Das Rekursgericht hat aber auch übersehen, daß bereits im Exekutionstitel für den Fall des Zuwiderhandelns der betreibenden Partei die Ermächtigung erteilt wurde, auf Kosten des Verpflichteten das Vorhängeschloß und die vom Verpflichteten in die Wohnung eingebrachten Gegenstände aus dieser zu entfernen. An den Inhalt des Exekutionstitels ist aber das Exekutionsgericht bei der Beschlußfassung über den Exekutionsbewilligungsantrag gebunden und hat lediglich zu prüfen, ob die Voraussetzungen der §§ 7 und 9 EO. gegeben sind. Das Exekutionsgericht war daher schon aus diesem Gründe verpflichtet, die Exekution dem Titel gemäß zu bewilligen.

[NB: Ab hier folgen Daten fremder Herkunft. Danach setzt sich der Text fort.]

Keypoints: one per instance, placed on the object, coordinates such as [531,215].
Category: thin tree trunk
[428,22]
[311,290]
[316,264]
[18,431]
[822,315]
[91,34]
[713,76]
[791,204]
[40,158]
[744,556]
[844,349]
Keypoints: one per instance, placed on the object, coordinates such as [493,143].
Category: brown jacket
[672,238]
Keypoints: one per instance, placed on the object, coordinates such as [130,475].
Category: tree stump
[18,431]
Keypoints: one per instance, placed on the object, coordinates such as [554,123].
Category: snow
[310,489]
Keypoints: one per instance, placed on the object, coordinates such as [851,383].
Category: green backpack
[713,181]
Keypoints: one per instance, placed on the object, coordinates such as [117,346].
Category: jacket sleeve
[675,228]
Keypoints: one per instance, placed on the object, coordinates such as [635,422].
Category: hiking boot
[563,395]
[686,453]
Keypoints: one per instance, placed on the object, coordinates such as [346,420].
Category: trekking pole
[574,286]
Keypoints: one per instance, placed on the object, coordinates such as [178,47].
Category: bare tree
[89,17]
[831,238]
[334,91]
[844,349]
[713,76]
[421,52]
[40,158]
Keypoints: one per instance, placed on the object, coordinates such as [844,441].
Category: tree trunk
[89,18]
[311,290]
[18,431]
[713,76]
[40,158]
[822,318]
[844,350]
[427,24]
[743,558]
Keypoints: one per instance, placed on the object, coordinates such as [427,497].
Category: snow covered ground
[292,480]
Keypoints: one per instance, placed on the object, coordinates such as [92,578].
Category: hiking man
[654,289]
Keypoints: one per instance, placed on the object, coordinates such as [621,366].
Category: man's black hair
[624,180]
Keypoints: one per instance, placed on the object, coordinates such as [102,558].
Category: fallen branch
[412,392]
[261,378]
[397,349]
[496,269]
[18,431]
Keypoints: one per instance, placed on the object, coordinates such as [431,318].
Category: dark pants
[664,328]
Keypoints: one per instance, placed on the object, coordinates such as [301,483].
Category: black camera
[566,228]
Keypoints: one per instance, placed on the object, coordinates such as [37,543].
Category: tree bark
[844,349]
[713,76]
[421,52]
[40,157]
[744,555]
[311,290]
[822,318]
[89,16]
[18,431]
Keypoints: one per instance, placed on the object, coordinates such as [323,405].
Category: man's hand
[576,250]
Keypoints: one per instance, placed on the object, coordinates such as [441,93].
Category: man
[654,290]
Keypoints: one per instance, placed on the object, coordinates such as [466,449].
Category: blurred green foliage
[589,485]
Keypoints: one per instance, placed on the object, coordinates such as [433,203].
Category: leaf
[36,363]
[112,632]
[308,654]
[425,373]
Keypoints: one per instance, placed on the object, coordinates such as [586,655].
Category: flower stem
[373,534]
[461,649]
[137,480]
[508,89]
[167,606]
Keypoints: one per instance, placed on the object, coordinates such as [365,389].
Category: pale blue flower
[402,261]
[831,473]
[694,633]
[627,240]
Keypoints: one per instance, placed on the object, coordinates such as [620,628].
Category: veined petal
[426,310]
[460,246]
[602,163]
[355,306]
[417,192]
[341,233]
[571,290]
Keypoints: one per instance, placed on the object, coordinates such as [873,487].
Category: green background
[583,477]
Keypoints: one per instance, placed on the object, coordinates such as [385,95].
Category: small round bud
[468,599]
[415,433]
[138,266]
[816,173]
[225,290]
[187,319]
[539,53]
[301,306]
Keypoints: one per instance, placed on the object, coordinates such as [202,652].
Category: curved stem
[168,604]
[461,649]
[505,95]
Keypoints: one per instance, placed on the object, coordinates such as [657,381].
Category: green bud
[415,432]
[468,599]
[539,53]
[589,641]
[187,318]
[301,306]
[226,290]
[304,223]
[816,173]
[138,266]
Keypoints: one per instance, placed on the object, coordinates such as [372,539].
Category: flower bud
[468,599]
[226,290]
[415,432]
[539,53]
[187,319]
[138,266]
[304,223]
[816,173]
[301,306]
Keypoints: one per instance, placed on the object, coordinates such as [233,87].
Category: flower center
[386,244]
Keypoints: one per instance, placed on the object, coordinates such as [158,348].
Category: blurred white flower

Es ist zwar dem Rekursgerichte beizupflichten, daß der Exekutionsbewilligungsbeschluß nicht dem Prozeßbevollmächtigten, sondern dem Verpflichteten selbst zuzustellen ist, da § 31 ZPO. keine Bestimmung über die Ermächtigung des Prozeßbevollmächtigten des Verpflichteten zur Entgegennahme des Exekutionsbewilligungsbeschlusses enthält; allein dieser Zustellmangel hat auf die Rechtsgültigkeit der Exekutionsbewilligung selbst - und nur um letztere handelt es sich im vorliegenden Falle, da es zu einem Vollzug der Exekutionsbewilligung durch das Exekutionsgericht im Hinblick auf die Bestimmung des § 355 Abs. 1 EO. gar nicht kommen konnte - keinen Einfluß, sondern ist nur für die Beurteilung, ob der Rekurs gegen den Exekutionsbewilligungsbeschluß vom Verpflichteten rechtzeitig erhoben wurde, von Bedeutung.
Es ist aber auch die Ansicht des Rekursgerichtes verfehlt, daß dem Verpflichteten die Möglichkeit zu einer Antragstellung nach Art. 6 SchutzV. durch den Beschluß des Exekutionsgerichtes unmöglich gemacht wurde, da einerseits die vorherige Vernehmung des Verpflichteten über den Antrag auf Exekutionsbewilligung nach § 353 EO. im § 358 EO. nicht zwingend vorgeschrieben ist und es anderseits dem Verpflichteten überlassen bleibt, auch derzeit noch einen bezüglichen Antrag zu stellen, zumal Anträge auf Aufschiebung oder Hemmung der Exekution nach Art. 6 SchutzV., welch letzterer sich keineswegs nur auf die Räumungsexekution bezieht, in der Regel erst nach der Bewilligung der Exekution gestellt werden können.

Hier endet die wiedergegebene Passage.